Lyon.  HCL performs the first larynx transplant in France

The Hospices Civils de Lyon announced on November 14 the completion of the first larynx transplant in France at the Lyon University Hospital on September 2 and 3 on a 49-year-old patient. This particularly complex intervention was carried out by a team of ten surgeons, half of whom were from HCL, under the direction of Pr Philippe Ceruse, head of the ENT and head and neck surgery department at Croix-Rousse hospital. This surgeon had been hoping for ten years to be able to perform the first operational larynx transplant.

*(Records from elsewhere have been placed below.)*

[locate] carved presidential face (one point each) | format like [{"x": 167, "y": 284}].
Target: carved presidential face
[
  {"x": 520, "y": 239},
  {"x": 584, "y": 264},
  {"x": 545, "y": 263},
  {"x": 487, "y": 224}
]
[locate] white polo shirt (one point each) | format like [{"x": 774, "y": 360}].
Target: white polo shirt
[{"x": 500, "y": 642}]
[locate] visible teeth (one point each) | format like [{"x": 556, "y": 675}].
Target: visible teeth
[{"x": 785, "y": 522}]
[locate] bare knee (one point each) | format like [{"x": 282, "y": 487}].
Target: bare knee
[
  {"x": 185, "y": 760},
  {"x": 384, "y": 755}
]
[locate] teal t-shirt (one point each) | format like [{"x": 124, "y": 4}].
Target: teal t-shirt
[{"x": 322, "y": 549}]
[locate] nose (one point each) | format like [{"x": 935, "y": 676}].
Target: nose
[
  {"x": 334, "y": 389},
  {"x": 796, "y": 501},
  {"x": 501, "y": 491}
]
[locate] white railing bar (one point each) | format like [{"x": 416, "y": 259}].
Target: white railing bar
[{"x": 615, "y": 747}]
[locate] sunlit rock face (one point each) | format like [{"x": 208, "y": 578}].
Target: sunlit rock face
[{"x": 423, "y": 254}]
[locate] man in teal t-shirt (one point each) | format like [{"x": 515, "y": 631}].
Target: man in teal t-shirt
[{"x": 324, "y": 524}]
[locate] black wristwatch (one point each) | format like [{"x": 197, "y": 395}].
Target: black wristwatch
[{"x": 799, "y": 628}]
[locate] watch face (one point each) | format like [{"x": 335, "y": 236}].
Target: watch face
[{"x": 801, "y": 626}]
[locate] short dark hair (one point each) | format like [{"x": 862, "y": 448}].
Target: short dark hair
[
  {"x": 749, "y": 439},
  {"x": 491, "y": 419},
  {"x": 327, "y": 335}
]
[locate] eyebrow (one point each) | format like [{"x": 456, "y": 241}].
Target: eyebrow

A world premiere in Cleveland in 1998

If the first attempt at larynx transplantation would have been carried out in Ghent in 1969 (Belgium), transplants allowing patients to regain the use of speech remain rare in the world. The first dates from 1998, in Cleveland, in the United States. In addition to the transplant of the larynx, which contains the vocal cords, the patient, aged 40, had received a transplant of the pharynx, a portion of the trachea, as well as the thyroid and parathyroid glands. He had regained a normal voice after three years, according to an article in the New England Journal of Medicine in May 2001. It was then necessary to wait until October 2011 for a medical article to mention a second patient who was able to speak again after a transplant of the larynx, trachea and thyroid gland, California. Other transplants have undoubtedly succeeded throughout the world without being documented. Thus, in 2013, Pr Ceruse explained to Progress closely follow the work of Professor Tintinago, a Colombian surgeon who then had a total of 20 successful transplants. However, its results, announced at conferences, had not been the subject of publications in medical journals.

The complexity of the larynx transplant comes from the very complexity of this organ where nerves and muscles intersect to ensure speech and breathing in connection with the trachea. Unlike the heart or kidney, reestablishing vascularization is not enough to make the larynx fully functional. Its nerves must also be reconnected to ensure motor function of the vocal cords and allow swallowing while avoiding falsities in the respiratory tract.

The transplant carried out in Lyon will allow Karine, the patient, to regain her speech 20 years after having lost it. The HCL plans to communicate more fully on this premiere on November 20.